Waiting

Waiting.  Many recipes require it.  When making bread, you must wait for the dough to rise., before punching it down and waiting again.  Some cookies require you to wait while the dough chills in the refrigerator or freezer before you can continue on with slicing, rolling it out or baking.  Slow cookers, of course, embody the wait – although the hours of waiting time perfume the air with the deliciousness that is to come.  Winemaking requires waiting as does really fine cheese, crème fraiche, kombucha, Amish Friendship bread and other sweetbreads made with a starter, a really great steak marinade my family often makes requires at least a day or two and homemade pickles can keep you waiting four or five weeks.  When the waiting is over, however, you’re sure to be rewarded with something really special; something so scrumptious that it was worth the wait.

Once we leave the kitchen, however, the waiting may not necessarily be so fruitful.   We wait for finances to improve so we can breathe easier and maybe get a new car.  We wait for the weekend, wait for the weather to improve so we can finally enjoy the outdoors again or anxiously wait for a telephone call or a visit from a loved one to make the solitude and quiet go away, at least for a little while.  Some wait for the day we finally find the one and know someone’s got our back no matter what.  We wait for the day we don’t have to go to sleep alone and wake up just as alone.  What will the next chapter of life bring; fresh new beginnings or just more waiting?

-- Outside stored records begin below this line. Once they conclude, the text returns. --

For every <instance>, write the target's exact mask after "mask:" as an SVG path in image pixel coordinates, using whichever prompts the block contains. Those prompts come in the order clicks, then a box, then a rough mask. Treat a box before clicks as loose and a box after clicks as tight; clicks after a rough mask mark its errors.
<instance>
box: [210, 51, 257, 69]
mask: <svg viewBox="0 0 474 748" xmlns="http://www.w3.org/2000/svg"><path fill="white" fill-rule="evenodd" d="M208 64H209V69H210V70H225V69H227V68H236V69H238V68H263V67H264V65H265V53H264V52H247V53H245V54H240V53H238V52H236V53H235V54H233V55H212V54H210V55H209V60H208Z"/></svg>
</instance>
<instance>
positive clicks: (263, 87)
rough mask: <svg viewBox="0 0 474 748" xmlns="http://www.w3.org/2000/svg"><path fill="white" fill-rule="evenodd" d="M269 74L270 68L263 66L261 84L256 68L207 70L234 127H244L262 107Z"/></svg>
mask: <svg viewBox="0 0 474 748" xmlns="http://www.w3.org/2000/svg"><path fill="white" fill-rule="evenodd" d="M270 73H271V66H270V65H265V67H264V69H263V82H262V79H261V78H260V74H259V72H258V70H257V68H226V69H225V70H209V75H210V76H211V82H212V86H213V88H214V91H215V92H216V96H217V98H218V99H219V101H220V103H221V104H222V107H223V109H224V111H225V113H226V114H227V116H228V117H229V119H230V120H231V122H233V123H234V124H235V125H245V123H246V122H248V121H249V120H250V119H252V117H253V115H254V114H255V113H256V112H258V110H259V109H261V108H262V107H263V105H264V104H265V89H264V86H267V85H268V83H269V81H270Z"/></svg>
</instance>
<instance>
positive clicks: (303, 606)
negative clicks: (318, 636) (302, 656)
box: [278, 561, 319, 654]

The difference here is that unlike the reward that waiting in the kitchen certainly brings, there is no certainty the things we wait for in all the other rooms of our lives will ever come to pass.  What if all the plodding along through the days and weeks, working, eating, sleeping, working, eating sleeping, never develop into anything more?

I think about things that are or certainly would be worth the wait – the next time I get to see and laugh with my girls, my older daughter’s Tuscan wedding next year, and one day, some sweet faces that echo their mothers’ calling me gran.

And so I wait – not so patiently for all that I long for and hope will be.  I’ll climb into bed alone once more, heave a big sigh and go to sleep resolving to bake some bread this weekend – at least that’s a sure thing.